# Cupped aluminum prop



## BrownDog (Jun 22, 2019)

To my knowledge you will not find a very cupped aluminum prop due to the material.


----------



## Capnredfish (Feb 1, 2012)

Maybe you could weld a lip on it then grind smooth. I once had a tunnel hull. The prop wasn’t cupped. The blade tips were bent over and tapered to 0 on the trailing edge where cup would usually be.


----------



## K3anderson (Jan 23, 2013)

I just bought a 12p 3 blade for that motor in stainless and having it cupped by Jack Foreman. I have a 10P 4 blade cupped by him on it right now. I bet he would cup one for you if you call and send him one, but, you would have to ask him if he can do it out of aluminum.


----------



## knot_trying (Oct 28, 2020)

I got an aluminum Solas 8p 4 blade prop from a dealer in Iowa of all places. Had them cup it before they sent it to me. Finally got out and played with it on my Towee with a On the Fly jackplate and Shaw wing.

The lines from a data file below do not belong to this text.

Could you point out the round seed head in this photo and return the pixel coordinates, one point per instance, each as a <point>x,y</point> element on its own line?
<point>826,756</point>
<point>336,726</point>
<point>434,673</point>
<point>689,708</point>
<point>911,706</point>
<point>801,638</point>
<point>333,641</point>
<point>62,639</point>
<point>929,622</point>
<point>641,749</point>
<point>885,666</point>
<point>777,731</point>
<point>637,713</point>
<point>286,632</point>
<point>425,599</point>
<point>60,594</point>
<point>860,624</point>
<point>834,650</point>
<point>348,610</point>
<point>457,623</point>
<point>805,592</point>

Still get some significant slip but not to bad for aluminum. My tac said I was turning 5650 rpms at WOT. Not sure of my speed. Probably would do better with stainless but going to play around with this setup. 

Interestingly it felt like i was cavitating more when I had it jacked down all the way. Moved it up a couple inches and was much better.


----------